TS1 Typescript, leaves numbered 618–25 (altered in pencil to 627–34), made from Hobby’s notes and revised.Times Clipping from the New York Times, 1 April 1906, 1, attached to TS1: ‘PROMOTION FOR . . . his course.’ (3.5–41).
TS2 Typescript, leaves numbered 772–80, made from the revised TS1 with the attached Times clipping and further revised.
NAR 11pf Galley proofs of (projected) NAR 10–11, typeset from the revised TS2 and further revised (the same extent as NAR 11), ViU.
NAR 11 North American Review 184 (1 February 1907), 229–32: ‘The Government . . . disaster followed.’ (3.43–6.12).
TS1 begins with Clemens’s dictated request that the Times clipping be pasted in at the beginning of the dictation, which has been treated here as an authorial direction rather than as text (see entry at 3.5). Clemens revised TS1 and his changes are incorporated in TS2. Clemens further revised TS2 to serve as copy for NAR, deleting the opening section (up to ‘To continue.’ at 3.42) in blue pencil.

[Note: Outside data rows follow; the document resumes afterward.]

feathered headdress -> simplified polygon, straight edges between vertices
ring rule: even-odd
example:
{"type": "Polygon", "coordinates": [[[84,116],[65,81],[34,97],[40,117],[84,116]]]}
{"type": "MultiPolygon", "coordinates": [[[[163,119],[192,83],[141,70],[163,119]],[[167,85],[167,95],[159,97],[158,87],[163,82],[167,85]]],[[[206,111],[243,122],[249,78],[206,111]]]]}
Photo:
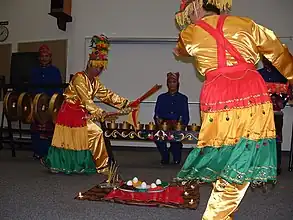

NAR 10 was originally to comprise excerpts from the ADs of 28 March, 29 March, and 2 April 1906; the galley proofs were typeset as a consecutive batch, and this proof was revised by Clemens. Starting with the issue of 4 January 1907, however, the issue length of the North American Review was changed from 128 pages to 112. The autobiography installments, which had generally run between 10 and 14 pages, had to be shorter, and the proposed installment was split: in consequence, NAR 11 is made up of an excerpt from the present dictation, coupled with excerpts from the AD of 29 March 1906 (misdated 28 March in NAR).